The Cure: Living Life
“So how long do I have doctor?” “Well, you have been diagnosed with a very rare form of cancer that doesn’t seem to be slowing in its progression.” “How long?” “Given your condition and expected symptoms, I imagine a year, but they do have treatments and are in the process of inventing new ones that can delay the effects of the cancer.”
When I read the story of Rhio O’Connor and his diagnosis of mesothelioma, I was deeply filled with the utmost respect and gratitude. Mesothelioma is a disease that affects the mesothelium, a membrane that surrounds the organs and provides movement between the two layers. This disease causes the mesothelium cells to abnormally divide, spreading throughout the surrounding organs. With determination, O’Connor conquered his debilitating disease by outlasting his outcome, demonstrating the range of possibilities that a regular person can overcome. This experience encouraged him to support (initiate?) research that explores medical knowledge to fight future diagnoses of mesothelioma. Finally, his overall perception on life can offer advice to the general public– that life is not what you are dealt with, but what you make of it. More information on the life of Rhio O’Connor and his inspiring battle can be found on: www.survivingmesothelioma.com
Ever since the existence of humans, people have continually contemplated the meaning or purpose of life. While philosophers try to explain their abstract thoughts on our existence, though it may not always seem logical, others have taken the contrary route and decided to simply live it. Rhio O’Connor was neither of these types of people; instead, he possessed both characteristics. He illustrated that our life is very short and it is a gift that should not be misused (philosophers view). In addition, he lived everyday to the fullest, diligently researching a cure for his cancer, determined to beat the odds stacked against him (non-philosophers view). O’Connor exemplified the true meaning of life, while at the same time demonstrating how to live it – the path I would chose to follow if diagnosed with an overwhelming disease.
At the age of 20 and diagnosed with cancer, I would choose to spend the remainder of my life actually living it! People constantly say life is short, and I think all of us can attest to that common but accurate phrase. During my senior year of high school, juggling my studies, sports, and social life, I never realized that the past four years have been a blur. Now in college, constant studying and participating in various activities, it feels like a repeat of high school. That is why I would defer the choice to search for a cure and instead experience what life has to offer by means of traveling the world.
I know many people would try to find a cure or treatment that would extend their life, but in my case, what purpose would it serve me? At 20 years old with very basic understanding about many things, intently researching my disease would simply waste my time. Do I want to face challenges that may lead to a couple more months of living or would I rather experience what life has to offer? I know I may not be offering any medical contributions to society about possible treatments about my disease, and people might think of me as egocentric, but I will be providing a different type of knowledge – the meaning of life. I intend to explore the world and experience things ordinary people may never get to see in their lives. By traveling to unique and indigenous places I will learn and experience their culture. Every place and person I encounter will be an opportunity to exchange knowledge on what the meaning of life; eventually, I can formulate a thesis that people can reflect upon. Therefore, by the end of my journey I can say that I have actually lived my life to its potential just as the path O’Connor pursued.

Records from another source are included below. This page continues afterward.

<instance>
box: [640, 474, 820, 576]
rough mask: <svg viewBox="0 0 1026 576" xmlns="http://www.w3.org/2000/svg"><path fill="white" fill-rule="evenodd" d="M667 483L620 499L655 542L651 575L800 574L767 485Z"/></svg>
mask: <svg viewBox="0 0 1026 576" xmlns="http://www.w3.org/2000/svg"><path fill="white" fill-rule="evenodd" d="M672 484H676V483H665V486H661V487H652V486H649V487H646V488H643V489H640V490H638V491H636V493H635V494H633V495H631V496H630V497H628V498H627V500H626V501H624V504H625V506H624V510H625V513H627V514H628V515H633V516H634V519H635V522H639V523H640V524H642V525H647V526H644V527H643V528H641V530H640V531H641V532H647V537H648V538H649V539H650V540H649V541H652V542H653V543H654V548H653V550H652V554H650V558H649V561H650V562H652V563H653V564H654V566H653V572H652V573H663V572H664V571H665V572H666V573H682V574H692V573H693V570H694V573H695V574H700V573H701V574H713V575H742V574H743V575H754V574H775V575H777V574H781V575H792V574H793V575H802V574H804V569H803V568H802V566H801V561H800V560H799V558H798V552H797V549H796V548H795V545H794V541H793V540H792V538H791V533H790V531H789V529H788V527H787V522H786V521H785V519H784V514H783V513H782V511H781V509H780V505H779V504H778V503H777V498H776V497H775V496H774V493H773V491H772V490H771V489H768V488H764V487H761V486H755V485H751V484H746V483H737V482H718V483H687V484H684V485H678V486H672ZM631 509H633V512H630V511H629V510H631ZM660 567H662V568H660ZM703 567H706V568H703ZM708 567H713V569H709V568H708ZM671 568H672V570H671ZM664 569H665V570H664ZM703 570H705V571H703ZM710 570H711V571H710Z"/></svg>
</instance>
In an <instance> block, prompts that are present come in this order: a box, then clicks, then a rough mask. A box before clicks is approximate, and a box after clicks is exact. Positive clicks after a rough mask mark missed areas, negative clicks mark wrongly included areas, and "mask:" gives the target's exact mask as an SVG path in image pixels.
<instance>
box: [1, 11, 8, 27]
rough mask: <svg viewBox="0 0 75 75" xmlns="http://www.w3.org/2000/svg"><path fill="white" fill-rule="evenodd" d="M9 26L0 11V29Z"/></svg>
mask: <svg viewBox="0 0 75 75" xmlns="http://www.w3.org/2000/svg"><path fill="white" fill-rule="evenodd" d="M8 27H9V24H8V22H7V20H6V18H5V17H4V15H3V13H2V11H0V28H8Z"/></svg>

I am aware there may be conventional treatments for my disease but they are associated with side effects and very slim chances of success. For my reason, I would rather receive the treatment that would offer me overall satisfaction in life by enjoying every moment of it without any regrets, and traveling the world would accomplish this. Many treatments for a disease will not always be completely successful, and are almost always linked to some discomforting side effect. For example, the radiation in chemotherapy constantly makes the person fatigued and weak. Surgery can remove the cancerous tumor, but may still have a chance to grow somewhere else. Finally, drugs can only provide so much relief but at what cost of the side effects. That is why I believe the best treatment is living life. That is how O’Connor defied all the odds of living one year and extended it to six years. Of course the combination of treatments he researched may have played a role; however, ultimately it was his willpower and mental strength that helped him overcame such odds.
When people receive news about life-threatening diseases, people can either take action and be assertive, or be passive and be stoic. Because life is so short, I would be assertive and want to experience what life has to offer through traveling. From the Great Wall in China to Victoria Falls in Africa to the Renaissance in Italy, I would love to experience them all. Just like O’Connor lived his life to its potential, I would choose to follow his path and live the remaining years of my life enjoying it without any lamentations.